Chromosome breaks translocations gene editing CRISPR TALENs ZFNs zinc fingers Frederick Alt
When chromosomes break, the ends can join together in a number of ways, some of which can cause trouble. A new QA method could help researchers avoid making problematic breaks when using gene editing technologies like CRISPR.

Labs the world over are jumping onto the gene editing bandwagon (and into the inevitable patent arguments). And it’s hard to blame them. As these technologies have evolved over the last two decades starting with the zinc finger nucleases (ZFNs), followed by transcription activator-like effector nucleases (TALENs) and CRISPR—they’ve become ever more powerful and easier to use.

But one question keeps coming up: How precise are these systems? After all, a method that selectively mutates, deletes or swaps specific gene sequences (and now can even turn genes on) is only as good as its accuracy.

Algorithms can predict the likely “off-target” edits based on the target’s DNA sequence, but they’re based on limited data. “The algorithms are getting better,” says Richard Frock, PhD, a fellow in the laboratory of Frederick Alt, PhD, at Boston Children’s Hospital. “But you still worry about the one rare off-target effect that’s not predicted but falls in a coding region and totally debilitates a gene.”

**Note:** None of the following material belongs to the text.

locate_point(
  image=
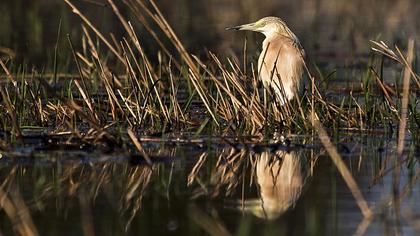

Frock, Alt (who leads Boston Children’s Program in Cellular and Molecular Medicine, or PCMM), fellow Jiazhi Hu, PhD, and their collaborators recently turned a method first developed in Alt’s lab for studying broken chromosomes into a quality assurance tool for genome editing. As a bonus, the method—called high-throughput genome translocation sequencing (HTGTS)—also reveals the “collateral damage” gene editing methods might create in a cell’s genome, information that could help researchers make better choices when designing gene editing experiments.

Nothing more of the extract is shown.